BugsWorld Project Description


In the next few weeks you will implement a compiler for a simple programming language used to control the behavior of agents in a distributed simulation (BugsWorld game). Although this language may be a simplified version of a real programming language, the translation process involves all the main phases usually found in compilers for full-fledged languages such as C++ and Java. This project will give you a chance to apply the ideas and use the components that you have studied so far while learning the fundamental concepts and techniques used in language processing applications and implementing several components in this domain.

The Game

BugsWorld is a game derived from the Darwin game invented by Nick Parlante at Stanford University. It consists of a two-dimensional rectangular world divided into square cells and populated by bugs. Each bug belongs to a particular species and that determines how the bug behaves. Here is an example of the world.
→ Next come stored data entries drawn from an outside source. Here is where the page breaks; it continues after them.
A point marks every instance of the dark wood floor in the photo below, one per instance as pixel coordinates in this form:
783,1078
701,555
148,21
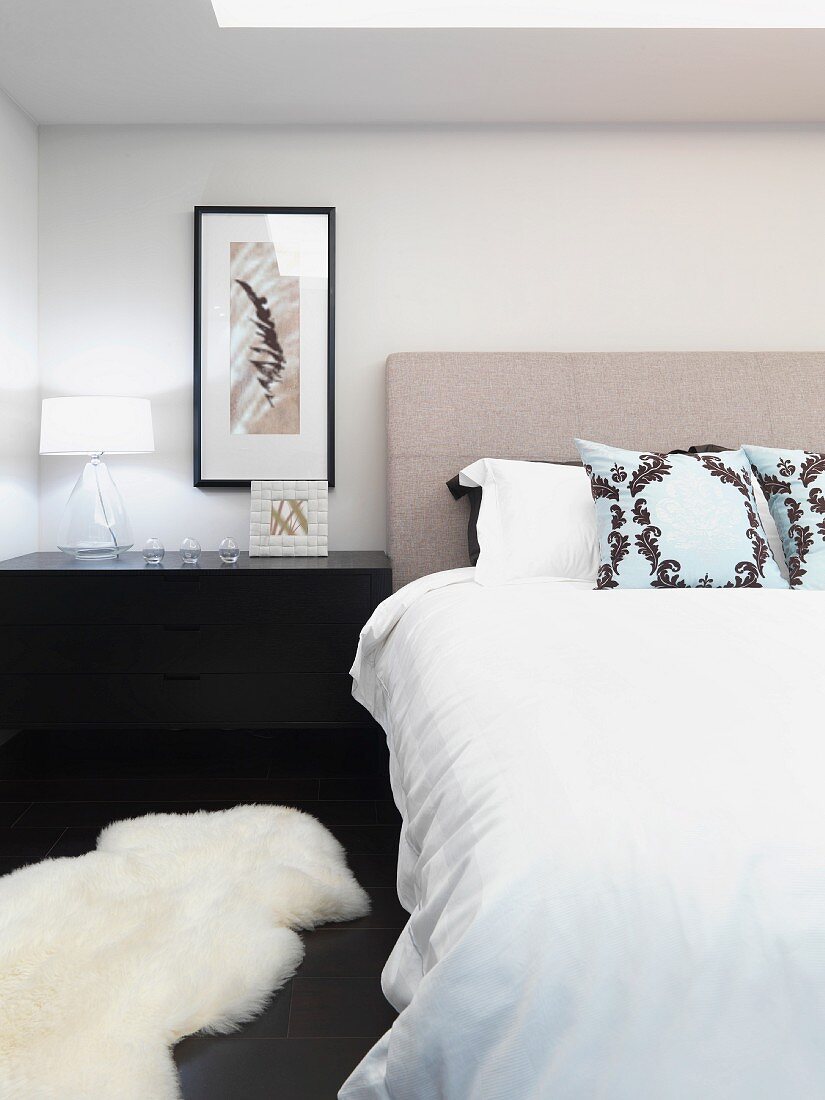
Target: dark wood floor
58,790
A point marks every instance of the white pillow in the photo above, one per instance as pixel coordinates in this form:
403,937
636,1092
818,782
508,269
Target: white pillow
771,531
536,519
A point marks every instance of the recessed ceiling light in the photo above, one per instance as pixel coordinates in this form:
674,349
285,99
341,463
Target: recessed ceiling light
734,14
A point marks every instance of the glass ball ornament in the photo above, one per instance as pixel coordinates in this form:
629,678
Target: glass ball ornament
229,551
153,551
190,551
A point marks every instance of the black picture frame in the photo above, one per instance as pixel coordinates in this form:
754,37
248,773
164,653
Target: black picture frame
200,211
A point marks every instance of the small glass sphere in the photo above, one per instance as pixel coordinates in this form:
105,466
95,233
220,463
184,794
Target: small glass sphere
229,551
190,551
153,551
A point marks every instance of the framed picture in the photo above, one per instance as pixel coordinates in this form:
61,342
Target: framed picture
288,519
264,344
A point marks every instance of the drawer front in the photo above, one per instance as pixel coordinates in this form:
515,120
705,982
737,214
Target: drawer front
186,597
206,701
183,648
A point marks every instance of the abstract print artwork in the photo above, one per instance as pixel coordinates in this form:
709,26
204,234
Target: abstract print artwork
264,344
288,519
793,481
678,520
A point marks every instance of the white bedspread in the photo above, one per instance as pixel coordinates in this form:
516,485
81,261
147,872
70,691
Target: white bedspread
613,847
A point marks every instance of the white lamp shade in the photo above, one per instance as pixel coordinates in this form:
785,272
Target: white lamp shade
96,426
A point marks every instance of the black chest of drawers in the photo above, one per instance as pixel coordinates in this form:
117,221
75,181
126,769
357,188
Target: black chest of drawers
264,644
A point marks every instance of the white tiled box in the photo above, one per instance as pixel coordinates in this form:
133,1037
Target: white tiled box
288,519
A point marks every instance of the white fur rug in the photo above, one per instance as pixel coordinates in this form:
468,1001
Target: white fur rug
176,923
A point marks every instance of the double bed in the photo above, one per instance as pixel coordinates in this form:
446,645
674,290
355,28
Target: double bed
613,849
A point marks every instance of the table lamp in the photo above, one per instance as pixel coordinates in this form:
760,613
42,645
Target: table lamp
95,524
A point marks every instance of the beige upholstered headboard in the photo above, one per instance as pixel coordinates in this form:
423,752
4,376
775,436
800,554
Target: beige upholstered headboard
444,410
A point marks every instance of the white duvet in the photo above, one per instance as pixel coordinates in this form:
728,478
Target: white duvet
614,843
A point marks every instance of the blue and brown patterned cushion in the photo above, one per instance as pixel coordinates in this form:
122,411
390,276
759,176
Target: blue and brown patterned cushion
678,520
794,485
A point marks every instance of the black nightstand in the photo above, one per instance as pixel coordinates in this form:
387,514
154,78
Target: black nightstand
267,642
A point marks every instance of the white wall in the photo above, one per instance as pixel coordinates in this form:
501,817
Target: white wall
524,239
19,405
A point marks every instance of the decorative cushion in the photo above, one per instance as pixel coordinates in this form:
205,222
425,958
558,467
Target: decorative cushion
794,484
678,520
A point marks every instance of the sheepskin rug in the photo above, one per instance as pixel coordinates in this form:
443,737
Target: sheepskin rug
176,923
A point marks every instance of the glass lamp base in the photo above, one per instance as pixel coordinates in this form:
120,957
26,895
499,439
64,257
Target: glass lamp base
95,526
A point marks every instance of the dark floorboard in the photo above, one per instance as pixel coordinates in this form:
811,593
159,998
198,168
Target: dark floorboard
57,790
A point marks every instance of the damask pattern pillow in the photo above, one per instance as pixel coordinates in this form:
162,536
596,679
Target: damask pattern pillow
677,520
794,484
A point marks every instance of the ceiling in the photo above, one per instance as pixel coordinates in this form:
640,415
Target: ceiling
167,62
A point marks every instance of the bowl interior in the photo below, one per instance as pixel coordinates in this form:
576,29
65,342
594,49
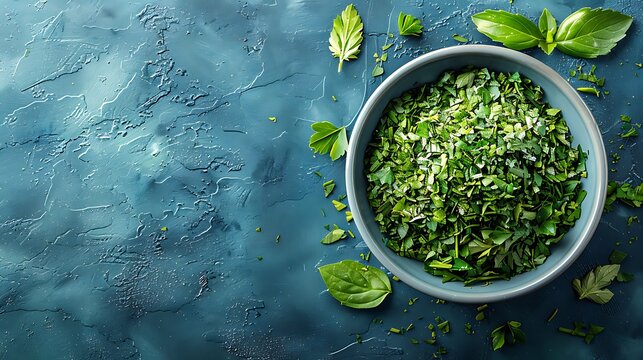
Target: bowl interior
558,93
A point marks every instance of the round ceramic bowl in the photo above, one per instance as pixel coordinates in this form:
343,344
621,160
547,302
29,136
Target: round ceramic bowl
558,93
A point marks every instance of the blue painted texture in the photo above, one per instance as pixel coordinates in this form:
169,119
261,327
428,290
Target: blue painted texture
119,119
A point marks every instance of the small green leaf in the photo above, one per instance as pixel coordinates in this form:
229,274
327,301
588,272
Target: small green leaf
409,25
356,285
327,138
378,70
512,30
588,33
329,186
459,38
346,36
334,235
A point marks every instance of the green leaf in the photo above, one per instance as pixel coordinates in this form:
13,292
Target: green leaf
409,25
385,175
547,26
329,186
588,33
465,79
459,38
356,285
512,30
334,235
378,70
346,36
593,284
328,138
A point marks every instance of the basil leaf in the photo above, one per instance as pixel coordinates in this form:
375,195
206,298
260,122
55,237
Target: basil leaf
328,138
409,25
547,26
512,30
346,36
356,285
588,33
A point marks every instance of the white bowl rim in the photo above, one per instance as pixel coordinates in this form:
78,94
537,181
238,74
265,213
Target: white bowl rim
575,100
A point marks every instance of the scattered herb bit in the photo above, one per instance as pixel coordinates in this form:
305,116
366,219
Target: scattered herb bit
366,257
409,25
593,286
617,257
506,333
327,138
444,326
586,33
329,186
334,236
553,315
378,70
346,36
356,285
481,168
438,354
358,338
459,38
625,192
589,90
581,330
339,205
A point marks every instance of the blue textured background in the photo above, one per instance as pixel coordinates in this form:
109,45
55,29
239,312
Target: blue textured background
118,118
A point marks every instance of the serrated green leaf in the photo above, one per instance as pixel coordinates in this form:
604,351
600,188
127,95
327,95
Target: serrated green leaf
512,30
409,25
593,284
327,138
356,285
588,33
346,36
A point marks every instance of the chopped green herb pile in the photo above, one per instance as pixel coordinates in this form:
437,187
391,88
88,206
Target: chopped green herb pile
474,175
583,330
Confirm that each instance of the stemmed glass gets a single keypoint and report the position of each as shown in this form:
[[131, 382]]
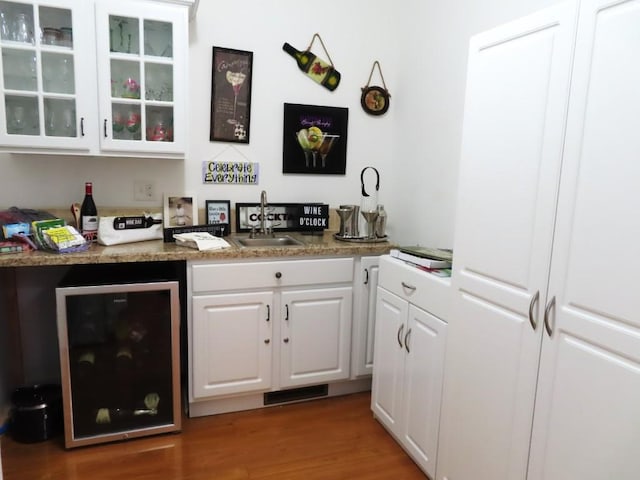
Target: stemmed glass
[[325, 147], [236, 79]]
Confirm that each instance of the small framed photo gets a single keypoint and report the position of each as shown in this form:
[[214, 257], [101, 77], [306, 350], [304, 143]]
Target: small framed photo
[[180, 211], [230, 95], [218, 211]]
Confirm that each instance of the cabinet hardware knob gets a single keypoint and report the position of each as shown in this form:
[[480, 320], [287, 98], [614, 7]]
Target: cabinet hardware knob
[[534, 300], [408, 287], [547, 322], [399, 335]]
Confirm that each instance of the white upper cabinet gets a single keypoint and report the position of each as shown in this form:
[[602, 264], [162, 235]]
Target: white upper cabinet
[[94, 78]]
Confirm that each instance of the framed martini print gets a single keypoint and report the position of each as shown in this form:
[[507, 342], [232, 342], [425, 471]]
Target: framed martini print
[[315, 139], [230, 95]]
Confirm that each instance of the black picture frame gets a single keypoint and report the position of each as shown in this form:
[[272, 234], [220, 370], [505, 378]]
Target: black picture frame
[[231, 72], [323, 151], [218, 212]]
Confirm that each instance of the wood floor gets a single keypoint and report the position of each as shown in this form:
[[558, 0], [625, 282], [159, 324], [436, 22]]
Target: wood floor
[[326, 439]]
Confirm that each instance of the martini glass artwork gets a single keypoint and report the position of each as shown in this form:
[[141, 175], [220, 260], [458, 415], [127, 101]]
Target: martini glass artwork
[[325, 147], [236, 79]]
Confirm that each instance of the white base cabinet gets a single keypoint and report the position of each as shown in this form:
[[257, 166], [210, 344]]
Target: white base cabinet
[[268, 325], [364, 315], [543, 357], [409, 358]]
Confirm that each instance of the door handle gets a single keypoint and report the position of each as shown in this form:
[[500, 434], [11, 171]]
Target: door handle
[[533, 301], [399, 335], [406, 341], [547, 322]]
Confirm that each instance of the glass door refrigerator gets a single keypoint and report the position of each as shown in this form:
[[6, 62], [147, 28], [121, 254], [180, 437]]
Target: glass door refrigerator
[[119, 356]]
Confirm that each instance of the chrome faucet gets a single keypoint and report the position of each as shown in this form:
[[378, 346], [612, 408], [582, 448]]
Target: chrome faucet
[[263, 205]]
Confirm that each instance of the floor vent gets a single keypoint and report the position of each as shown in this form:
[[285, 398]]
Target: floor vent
[[296, 394]]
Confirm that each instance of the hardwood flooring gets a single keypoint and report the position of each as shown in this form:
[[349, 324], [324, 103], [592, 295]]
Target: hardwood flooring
[[327, 439]]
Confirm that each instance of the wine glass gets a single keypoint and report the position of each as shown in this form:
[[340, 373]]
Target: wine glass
[[236, 79], [325, 147], [18, 120], [301, 136]]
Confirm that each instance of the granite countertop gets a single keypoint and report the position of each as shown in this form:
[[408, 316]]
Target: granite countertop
[[157, 250]]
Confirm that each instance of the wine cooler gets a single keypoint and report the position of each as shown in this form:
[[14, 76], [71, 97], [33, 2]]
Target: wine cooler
[[119, 356]]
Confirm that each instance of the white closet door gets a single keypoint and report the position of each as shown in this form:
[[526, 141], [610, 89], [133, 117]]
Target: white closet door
[[517, 91], [586, 423]]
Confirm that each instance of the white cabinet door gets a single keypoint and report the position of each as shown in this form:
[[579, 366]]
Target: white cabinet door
[[315, 343], [586, 421], [424, 344], [389, 363], [142, 81], [231, 339], [515, 109], [48, 94], [364, 316]]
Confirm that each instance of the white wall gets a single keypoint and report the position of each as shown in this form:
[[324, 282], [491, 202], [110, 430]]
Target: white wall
[[422, 47]]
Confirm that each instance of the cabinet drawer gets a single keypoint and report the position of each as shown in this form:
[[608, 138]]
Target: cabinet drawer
[[245, 275], [421, 288]]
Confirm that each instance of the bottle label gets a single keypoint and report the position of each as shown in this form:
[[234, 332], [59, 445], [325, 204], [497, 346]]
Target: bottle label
[[90, 228]]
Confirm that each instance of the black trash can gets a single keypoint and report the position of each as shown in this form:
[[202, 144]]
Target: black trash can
[[36, 413]]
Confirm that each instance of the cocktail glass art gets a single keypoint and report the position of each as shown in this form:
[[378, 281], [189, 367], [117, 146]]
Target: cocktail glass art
[[236, 79], [325, 147]]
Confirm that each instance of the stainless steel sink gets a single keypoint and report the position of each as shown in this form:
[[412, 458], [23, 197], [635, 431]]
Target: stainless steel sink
[[277, 241]]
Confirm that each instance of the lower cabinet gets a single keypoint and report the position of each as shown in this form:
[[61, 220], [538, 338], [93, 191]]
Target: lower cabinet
[[364, 315], [264, 326], [409, 358]]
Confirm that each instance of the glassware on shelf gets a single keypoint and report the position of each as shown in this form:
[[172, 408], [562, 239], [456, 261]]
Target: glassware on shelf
[[51, 36], [67, 37], [5, 31], [23, 28], [131, 88]]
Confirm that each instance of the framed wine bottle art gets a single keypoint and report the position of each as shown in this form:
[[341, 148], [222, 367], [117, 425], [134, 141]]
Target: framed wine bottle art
[[230, 95]]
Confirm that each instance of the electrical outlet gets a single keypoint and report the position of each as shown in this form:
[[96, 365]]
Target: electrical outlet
[[144, 191]]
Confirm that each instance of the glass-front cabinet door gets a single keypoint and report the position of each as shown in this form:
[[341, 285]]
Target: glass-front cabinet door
[[142, 83], [45, 97]]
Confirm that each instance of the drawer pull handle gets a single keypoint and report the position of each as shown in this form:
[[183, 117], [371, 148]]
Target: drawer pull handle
[[406, 341], [408, 287], [547, 323], [534, 300], [399, 335]]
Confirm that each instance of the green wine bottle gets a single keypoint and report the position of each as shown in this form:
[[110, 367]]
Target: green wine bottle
[[316, 68]]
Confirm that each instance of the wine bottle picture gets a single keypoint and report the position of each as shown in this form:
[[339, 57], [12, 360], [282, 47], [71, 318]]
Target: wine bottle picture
[[314, 67]]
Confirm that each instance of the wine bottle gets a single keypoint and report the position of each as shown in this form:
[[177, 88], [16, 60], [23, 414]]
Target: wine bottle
[[142, 221], [316, 68], [89, 215]]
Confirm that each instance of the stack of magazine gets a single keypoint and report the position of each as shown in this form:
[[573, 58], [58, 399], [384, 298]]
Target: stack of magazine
[[434, 260]]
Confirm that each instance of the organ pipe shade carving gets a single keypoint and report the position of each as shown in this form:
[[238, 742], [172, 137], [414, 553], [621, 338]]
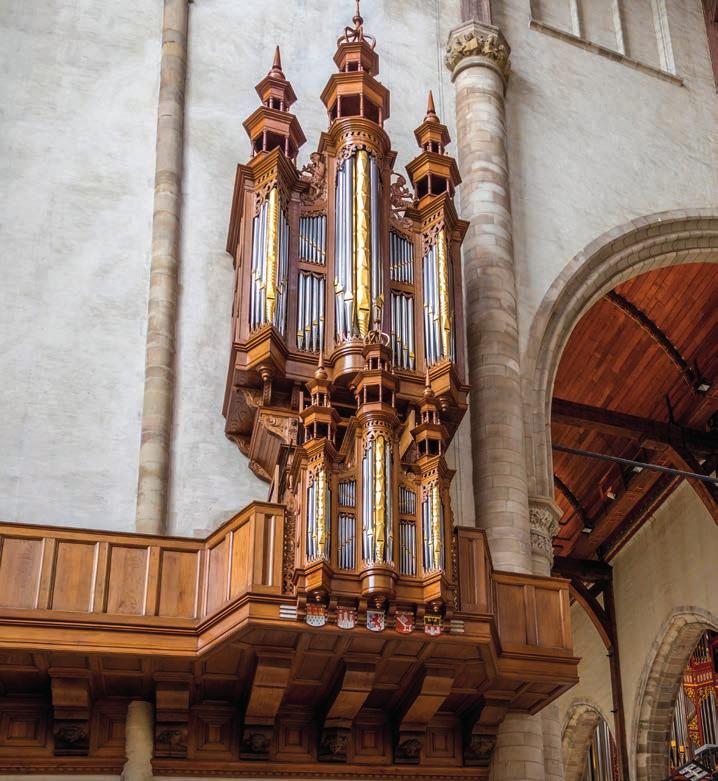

Each bug resides in one of the world cells and faces one of the four compass directions (north, east, south, or west). The basic steps that a bug can take are: move, turnleft, turnright, infect, and skip. Move results in the bug moving to the next cell in the direction it is facing (unless it is facing a wall or another bug, in which case it does nothing). Turnleft and turnright, as you might imagine, result in the bug turning by 90° left (counter-clockwise) or 90° right (clockwise) respectively. If the bug is facing a cell containing a bug of a different species, infect results in the other bug being converted to the species of the infecting bug (otherwise it does nothing). Finally, skip allows a bug to do nothing for one time step (one turn).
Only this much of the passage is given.